Attends, Attends, Attends… Pour mon père: prima italiana dello spettacolo di Jan Fabre
di Elena Bartolucci
22 Lug 2014 - Commenti danza, Danza
Civitanova Marche (MC). Dopo la prima italiana andata in scena sabato 19 luglio all’interno della cornice del primo “festival nel festival” di CivitanovaDanza, è stato replicato domenica 20 luglio al Teatro Annibal Caro l’attesissimo spettacolo Attends, Attends, Attends… Pour mon père, un nuovo assolo di danza che esplora l’arte del rinvio per Cédric Charron, eccezionale danzatore presente nei lavori dell’artista fiammingo Jan Fabre da più di un decennio.
Fabre è pittore, scultore, coreografo, performer teatrale nonché visual artist, che, con la sua compagnia Troubleyn, l’ensemble cosmopolita con cui lavora e che ha sede ad Anversa, ha inventato un linguaggio originale, una cifra stilistica immediatamente riconoscibile.
Charron e Fabre hanno collaborato nel 1999 in As long as the world needs a warrior’s soul, poi il danzatore si è anche esibito in altre produzioni del coreografo fiammingo come l’opera Tannhäuser e le produzioni teatrali Je suis sang, The Body Pianto, L’Histoire des larmes, Orgy of Tolerance e Prometheus – Landscape II.
Jan Fabre ama ispirarsi ai suoi “guerrieri della bellezza” e, infatti, nel corso degli anni ha creato diversi progetti tra cui assoli di danza e monologhi teatrali e un mix di entrambi.
Lo spettacolo cresce piano piano come il fumo che inizia a invadere e nascondere la platea nel completo buio, dove una leggera musica battente inizia a farsi sentire e un piccolo faro proietta una leggera luce calda che illumina i contorni del performer Charron al centro del palcoscenico.

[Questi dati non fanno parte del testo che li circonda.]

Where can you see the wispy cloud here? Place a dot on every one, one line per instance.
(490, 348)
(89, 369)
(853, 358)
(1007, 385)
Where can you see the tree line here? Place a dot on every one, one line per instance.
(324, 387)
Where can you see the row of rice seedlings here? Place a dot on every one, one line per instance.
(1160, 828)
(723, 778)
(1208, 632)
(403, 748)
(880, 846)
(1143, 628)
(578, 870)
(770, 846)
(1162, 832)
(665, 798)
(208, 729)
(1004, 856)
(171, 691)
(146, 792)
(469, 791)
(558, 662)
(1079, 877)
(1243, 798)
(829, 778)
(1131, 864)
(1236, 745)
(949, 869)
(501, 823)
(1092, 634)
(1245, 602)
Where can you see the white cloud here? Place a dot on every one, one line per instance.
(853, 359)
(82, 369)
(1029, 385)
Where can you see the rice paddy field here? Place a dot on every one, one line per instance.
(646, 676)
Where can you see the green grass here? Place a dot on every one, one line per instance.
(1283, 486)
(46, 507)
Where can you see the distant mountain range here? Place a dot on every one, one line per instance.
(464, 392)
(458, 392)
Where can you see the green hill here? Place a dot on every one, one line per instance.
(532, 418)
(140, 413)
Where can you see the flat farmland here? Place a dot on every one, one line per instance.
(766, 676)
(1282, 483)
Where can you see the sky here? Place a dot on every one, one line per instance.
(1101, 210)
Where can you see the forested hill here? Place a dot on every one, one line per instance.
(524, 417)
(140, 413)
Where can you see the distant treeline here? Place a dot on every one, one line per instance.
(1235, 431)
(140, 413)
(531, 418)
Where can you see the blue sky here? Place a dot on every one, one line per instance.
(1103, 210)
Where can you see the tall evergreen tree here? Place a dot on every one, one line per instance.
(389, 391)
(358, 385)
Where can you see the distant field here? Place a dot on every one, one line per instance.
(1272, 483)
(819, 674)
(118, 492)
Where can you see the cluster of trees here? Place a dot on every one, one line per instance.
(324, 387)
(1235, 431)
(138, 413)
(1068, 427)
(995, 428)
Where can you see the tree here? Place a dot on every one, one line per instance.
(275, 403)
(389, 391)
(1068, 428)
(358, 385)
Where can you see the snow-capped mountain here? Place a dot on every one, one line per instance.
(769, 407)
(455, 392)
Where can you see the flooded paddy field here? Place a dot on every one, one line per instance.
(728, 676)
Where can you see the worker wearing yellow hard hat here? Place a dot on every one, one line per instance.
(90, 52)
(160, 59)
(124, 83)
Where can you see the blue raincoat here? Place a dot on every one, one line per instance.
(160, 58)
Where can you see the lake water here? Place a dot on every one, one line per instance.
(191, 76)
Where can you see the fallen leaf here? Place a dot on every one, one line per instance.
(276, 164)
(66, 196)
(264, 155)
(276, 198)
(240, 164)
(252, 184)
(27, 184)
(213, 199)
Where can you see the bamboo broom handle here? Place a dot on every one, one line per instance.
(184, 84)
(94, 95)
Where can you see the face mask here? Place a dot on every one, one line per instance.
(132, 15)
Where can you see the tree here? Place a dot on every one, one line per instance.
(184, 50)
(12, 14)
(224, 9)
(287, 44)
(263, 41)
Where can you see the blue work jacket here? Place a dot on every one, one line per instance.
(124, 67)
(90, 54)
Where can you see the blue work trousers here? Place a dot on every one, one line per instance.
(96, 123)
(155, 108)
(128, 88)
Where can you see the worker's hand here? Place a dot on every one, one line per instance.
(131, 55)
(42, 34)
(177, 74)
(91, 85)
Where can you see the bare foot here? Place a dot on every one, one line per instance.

Vestito completamente di rosso, mima i movimenti di un rematore coadiuvato da un lungo palo-remo, finché, fermandosi, inizia a parlare col padre in uno scambio di pensieri a voce alta.
Togliendosi dalle tasche tintinnanti una delle prime monete, incomincia l’attesa per un viaggio da fare insieme. Il padre deve avere pazienza prima di commettere un ultimo salto e abbandonare il mondo dei viventi per passare dall’altra parte. Il danzatore, in realtà, assume i panni di un moderno Caronte, disposto a traghettare il proprio padre nell’aldilà, dove il tempo non ha limiti e la parola chiave diventa l’attesa o l’indugio di commettere qualsiasi scelta. “Il rinvio è seguace di tensione perché crea buchi nel tempo. C’è anche qualcosa di erotico nel rinvio: aprirsi a ciò che deve ancora venire. Ma non è ancora abbastanza.”
La danza inizia a prendere il via ma resta quasi frammentata, sgraziata e bloccata in una serie di micromovimenti, a tratti bestiali, come se il ballerino fosse incapace di controllare il proprio corpo.
La nebbia del fumo ancora imperversa sul palco e non appena svanisce in verticale, il performer torna a parlare con suo padre, esortandolo nell’attesa mentre si odono dei passi sul selciato. Il modo di danzare cambia ritmo e musica e i movimenti lentamente cambiano e si trasformano e acquisiscono maggiore eleganza solo nel finale.
Non si può nascondere come risultino più interessanti e affascinanti le parole recitate con grande passione rispetto al modo di danzare quasi extracorporeo proposto. Restano nebbiose alcune scelte troppo forti e dal significato alquanto confuso e slegato al racconto di questa particolare esibizione di apprezzabile teatro-danza.
Lodevole, invece, la scelta e l’uso sapiente delle luci che disegnano i profili del performer, creando esattamente un luogo-non-luogo che si sposa esattamente con l’idea di limbo sensoriale descritto.
La direzione e la coreografia portano la firma di Jan Fabre, la musica di Tom Tiest, la drammaturgia di Miet Martens, le luci di Jan Fabre e Geert Van der Auwera e i costumi di Jan Fabre e Andrea Kränzlin.
Lo spettacolo è una produzione Troubleyn / Jan Fabre con la co-produzione del Festival Montpellier Danse.